Nikto can be downloaded from https://github.com/sullo/nikto. It is also available in most penetration testing-focused Linux distributions, such as Kali or BlackArch.
CMS scanners
When the target is using a CMS, such as Joomla, Drupal, or WordPress, running an automated vulnerability testing tool should be your next step.
WordPress is a popular CMS because it provides plugins for almost any type of site, making it very customizable and widely-adopted, but also complex, with a large attack surface. There are tons of vulnerable plugins, and users typically don't upgrade them frequently.
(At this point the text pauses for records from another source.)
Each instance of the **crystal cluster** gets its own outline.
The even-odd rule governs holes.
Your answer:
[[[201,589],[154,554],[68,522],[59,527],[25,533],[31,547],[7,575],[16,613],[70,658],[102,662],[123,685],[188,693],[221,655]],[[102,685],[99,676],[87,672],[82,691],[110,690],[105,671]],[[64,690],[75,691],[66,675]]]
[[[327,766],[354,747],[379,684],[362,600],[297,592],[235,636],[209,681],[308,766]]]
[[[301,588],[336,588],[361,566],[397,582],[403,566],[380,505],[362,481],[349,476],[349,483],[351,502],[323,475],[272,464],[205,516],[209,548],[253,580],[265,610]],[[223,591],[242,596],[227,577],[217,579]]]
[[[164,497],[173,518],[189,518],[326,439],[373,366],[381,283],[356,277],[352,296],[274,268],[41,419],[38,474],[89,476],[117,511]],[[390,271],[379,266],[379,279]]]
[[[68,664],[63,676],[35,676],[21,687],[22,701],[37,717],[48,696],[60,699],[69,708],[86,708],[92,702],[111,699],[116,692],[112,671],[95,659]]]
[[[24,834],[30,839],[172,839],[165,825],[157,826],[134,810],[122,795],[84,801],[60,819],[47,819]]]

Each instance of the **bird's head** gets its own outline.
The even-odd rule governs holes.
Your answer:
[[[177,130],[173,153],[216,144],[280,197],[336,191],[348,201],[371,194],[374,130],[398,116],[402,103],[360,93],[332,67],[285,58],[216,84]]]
During a test, you may find a remotely exploitable vulnerability in one of the plugins that provides a shell, but more often than not, WordPress is a treasure trove of information. Usernames can be enumerated, passwords are often weak and easily brute-forced, or directory indexing may be enabled. The WordPress content folder sometimes also contains sensitive documents uploaded "temporarily" by the administrator. In later chapters, we will see how an improperly configured WordPress instance can be leveraged to attack the application server and move laterally through the network.
WordPress is not alone in this space. Joomla and Drupal are also very popular and sport many of the same vulnerabilities and configuration issues that are seen in WordPress installations.
There are a few scanners available for free that aim to test for low-hanging fruit in these CMSs:
- WPScan (aimed at testing WordPress installations
- JoomScan (CMS scanner specializing in Joomla testing
- droopescan (scanner with some support for Joomla
- CMSmap (supporting WordPress, Joomla, and Drupal
Note
Before proceeding with a WordPress scan, make sure that it is hosted inside the engagement scope. Some CMS implementations will host the core site locally, but the plugins or content directories are on a separate content delivery network (CDN). These CDN hosts may be subject to a penetration testing notification form before they can be included in the test.
We will cover CMS assessment tools, such as WPScan, in more detail in later chapters.